Background and Objectives: Tumor necrosis factor alpha (TNF-alpha) is proatherogenic and associated with the risk of acute ischemic events, although the mechanisms that regulate TNF-alpha expression in stable coronary artery disease (SCAD) are not fully understood. We investigated whether metabolic, inflammatory, and epigenetic (microRNA (miRNA)) markers are associated with TNF-alpha expression in SCAD. Materials and Methods: Patients with SCAD were prospectively recruited and their metabolic and inflammatory profiles were assessed. TNF-alpha levels were assessed using an enzyme-linked immunosorbent assay. The relative expression of six circulating miRNAs associated with the regulation of inflammation and/or atherosclerosis was determined. Results: Of the 24 included patients with the mean age of 65 (9) years, 88% were male, and 54% were diabetic. The TNF-alpha levels were (median (interquartile range)) 1.0 (0.7-1.1) pg/mL. The percentage of glycosylated hemoglobin (r = 0.418, p = 0.042), serum triglyceride levels (r = 0.429, p = 0.037), and C-reactive protein levels (r = 0.407, p = 0.048) were positively correlated with TNF-alpha levels. Of the candidate miRNAs, miR-146a expression levels were negatively correlated with TNF-alpha levels (as indicated by r = 0.500, p = 0.035 for correlation between delta cycle threshold (Delta C-t) miR-146a and TNF-alpha levels).
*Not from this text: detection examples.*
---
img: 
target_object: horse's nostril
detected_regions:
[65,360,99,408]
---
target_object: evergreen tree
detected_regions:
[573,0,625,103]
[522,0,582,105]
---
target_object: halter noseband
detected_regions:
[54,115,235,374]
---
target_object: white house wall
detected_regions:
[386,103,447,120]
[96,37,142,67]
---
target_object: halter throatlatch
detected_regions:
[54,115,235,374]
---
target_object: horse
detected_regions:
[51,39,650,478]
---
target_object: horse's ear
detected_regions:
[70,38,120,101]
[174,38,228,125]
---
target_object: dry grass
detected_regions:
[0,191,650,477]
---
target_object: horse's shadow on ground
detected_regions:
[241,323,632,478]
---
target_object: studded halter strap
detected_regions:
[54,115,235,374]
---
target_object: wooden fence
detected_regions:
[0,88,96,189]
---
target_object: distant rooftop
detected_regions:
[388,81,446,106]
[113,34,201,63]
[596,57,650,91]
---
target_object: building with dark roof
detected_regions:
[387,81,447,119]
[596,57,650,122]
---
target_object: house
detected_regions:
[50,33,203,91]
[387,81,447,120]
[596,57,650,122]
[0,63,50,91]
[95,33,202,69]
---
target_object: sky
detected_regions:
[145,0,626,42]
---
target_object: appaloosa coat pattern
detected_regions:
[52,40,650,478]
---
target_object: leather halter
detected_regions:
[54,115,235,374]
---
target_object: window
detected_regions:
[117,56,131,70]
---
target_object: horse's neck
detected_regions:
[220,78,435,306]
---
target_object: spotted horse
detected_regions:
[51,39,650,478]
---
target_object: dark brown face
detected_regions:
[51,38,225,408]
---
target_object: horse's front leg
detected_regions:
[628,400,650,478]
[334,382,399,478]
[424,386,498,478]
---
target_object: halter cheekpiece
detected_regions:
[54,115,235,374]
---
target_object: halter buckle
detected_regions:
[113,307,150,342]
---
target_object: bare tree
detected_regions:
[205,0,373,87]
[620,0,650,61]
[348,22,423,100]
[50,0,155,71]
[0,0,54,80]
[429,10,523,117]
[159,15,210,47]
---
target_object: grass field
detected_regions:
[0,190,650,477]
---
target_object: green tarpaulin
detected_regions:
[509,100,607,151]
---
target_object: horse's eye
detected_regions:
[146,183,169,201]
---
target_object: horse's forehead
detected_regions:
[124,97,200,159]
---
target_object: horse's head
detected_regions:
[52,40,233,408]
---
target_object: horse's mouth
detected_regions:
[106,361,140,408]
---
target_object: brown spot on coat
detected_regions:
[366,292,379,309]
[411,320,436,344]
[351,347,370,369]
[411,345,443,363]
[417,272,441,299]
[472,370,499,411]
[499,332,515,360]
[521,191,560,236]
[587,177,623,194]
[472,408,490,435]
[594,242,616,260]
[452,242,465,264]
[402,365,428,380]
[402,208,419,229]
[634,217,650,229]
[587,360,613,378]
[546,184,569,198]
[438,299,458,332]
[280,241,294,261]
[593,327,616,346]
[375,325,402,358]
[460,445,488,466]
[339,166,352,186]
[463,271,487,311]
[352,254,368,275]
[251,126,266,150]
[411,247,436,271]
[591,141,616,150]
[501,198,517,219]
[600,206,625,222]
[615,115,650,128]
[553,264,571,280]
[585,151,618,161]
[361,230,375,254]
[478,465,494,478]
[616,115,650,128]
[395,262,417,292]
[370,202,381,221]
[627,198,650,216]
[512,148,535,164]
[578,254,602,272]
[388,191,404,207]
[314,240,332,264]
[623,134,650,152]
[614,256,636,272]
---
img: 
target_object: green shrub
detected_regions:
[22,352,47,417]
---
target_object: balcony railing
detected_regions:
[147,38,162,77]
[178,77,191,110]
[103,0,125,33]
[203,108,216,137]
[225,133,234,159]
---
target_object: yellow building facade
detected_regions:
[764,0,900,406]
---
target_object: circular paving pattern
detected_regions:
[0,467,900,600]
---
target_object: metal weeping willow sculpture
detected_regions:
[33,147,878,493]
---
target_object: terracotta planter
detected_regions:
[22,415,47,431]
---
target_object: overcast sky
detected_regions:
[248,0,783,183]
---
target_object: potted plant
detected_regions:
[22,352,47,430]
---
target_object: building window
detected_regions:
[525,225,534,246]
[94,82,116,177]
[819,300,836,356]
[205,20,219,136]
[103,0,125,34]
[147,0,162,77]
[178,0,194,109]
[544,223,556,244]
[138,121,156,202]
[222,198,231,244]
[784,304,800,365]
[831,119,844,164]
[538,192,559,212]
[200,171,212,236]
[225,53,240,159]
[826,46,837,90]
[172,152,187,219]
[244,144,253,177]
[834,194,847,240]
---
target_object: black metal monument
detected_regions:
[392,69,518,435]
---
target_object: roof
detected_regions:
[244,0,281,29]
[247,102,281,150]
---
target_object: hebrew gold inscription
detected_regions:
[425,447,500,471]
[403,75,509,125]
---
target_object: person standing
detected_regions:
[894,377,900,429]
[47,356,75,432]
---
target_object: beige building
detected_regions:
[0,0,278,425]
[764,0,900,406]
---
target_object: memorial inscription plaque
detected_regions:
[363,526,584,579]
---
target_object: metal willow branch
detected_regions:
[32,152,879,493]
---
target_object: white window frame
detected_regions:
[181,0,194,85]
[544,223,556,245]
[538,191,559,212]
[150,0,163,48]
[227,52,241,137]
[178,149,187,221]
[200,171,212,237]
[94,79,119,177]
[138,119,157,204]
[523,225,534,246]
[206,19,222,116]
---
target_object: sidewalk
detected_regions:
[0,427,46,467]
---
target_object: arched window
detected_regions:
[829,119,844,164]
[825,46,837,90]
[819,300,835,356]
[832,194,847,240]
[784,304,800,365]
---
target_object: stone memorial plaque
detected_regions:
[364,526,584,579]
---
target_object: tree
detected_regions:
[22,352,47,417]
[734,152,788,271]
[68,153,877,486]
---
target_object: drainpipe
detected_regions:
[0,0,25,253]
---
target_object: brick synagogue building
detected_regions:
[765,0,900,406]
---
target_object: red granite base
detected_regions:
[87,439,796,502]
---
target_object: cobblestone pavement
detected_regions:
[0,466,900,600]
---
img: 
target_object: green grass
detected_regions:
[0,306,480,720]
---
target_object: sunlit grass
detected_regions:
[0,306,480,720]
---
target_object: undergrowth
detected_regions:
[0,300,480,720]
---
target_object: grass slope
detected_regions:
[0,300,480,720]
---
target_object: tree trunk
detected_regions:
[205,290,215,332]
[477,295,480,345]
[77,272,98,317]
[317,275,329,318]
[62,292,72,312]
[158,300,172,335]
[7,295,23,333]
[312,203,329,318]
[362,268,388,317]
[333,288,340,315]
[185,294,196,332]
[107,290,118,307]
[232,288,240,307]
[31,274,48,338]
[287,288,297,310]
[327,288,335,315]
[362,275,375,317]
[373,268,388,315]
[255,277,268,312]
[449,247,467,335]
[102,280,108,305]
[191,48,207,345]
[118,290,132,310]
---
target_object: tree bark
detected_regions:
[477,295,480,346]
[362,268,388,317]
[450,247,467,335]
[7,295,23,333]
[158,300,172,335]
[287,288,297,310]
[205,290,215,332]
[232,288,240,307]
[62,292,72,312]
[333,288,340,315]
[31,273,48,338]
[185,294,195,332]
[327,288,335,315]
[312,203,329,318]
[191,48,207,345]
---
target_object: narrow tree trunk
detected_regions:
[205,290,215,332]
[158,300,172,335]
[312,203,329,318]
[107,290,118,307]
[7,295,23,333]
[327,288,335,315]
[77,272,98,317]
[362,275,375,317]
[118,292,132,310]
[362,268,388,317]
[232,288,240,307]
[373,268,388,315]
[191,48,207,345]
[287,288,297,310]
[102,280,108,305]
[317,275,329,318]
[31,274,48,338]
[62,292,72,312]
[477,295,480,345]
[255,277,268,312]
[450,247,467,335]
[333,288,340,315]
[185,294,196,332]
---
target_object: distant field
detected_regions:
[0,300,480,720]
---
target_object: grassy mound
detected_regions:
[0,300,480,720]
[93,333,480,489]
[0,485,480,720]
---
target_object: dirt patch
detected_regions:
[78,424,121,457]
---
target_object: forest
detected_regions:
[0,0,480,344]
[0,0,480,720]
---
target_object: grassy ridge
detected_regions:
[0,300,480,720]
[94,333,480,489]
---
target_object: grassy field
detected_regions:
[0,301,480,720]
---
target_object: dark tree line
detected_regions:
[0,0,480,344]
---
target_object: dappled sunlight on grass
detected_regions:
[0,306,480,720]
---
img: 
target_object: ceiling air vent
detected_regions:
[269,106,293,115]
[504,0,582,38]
In multivariate analysis, serum triglyceride levels and miR-146a expression levels were independently associated with TNF-alpha levels. miR-146 expression levels were not associated with metabolic or other inflammatory parameters and were negatively correlated with the number of coronary vessels with obstructive disease (as indicated by r = 0.556, p = 0.017 for correlation between Delta C-t miR-146a and number of diseased vessels). Conclusions: miR-146a expression levels were negatively correlated with TNF-alpha levels in patients with SCAD, irrespective of other metabolic or inflammatory markers, and with the severity of coronary artery disease. The results add to the knowledge on the role of miR-146a in TNF-alpha-based inflammation in SCAD and support future research on the potential therapeutic use of miR-146a in such a clinical scenario.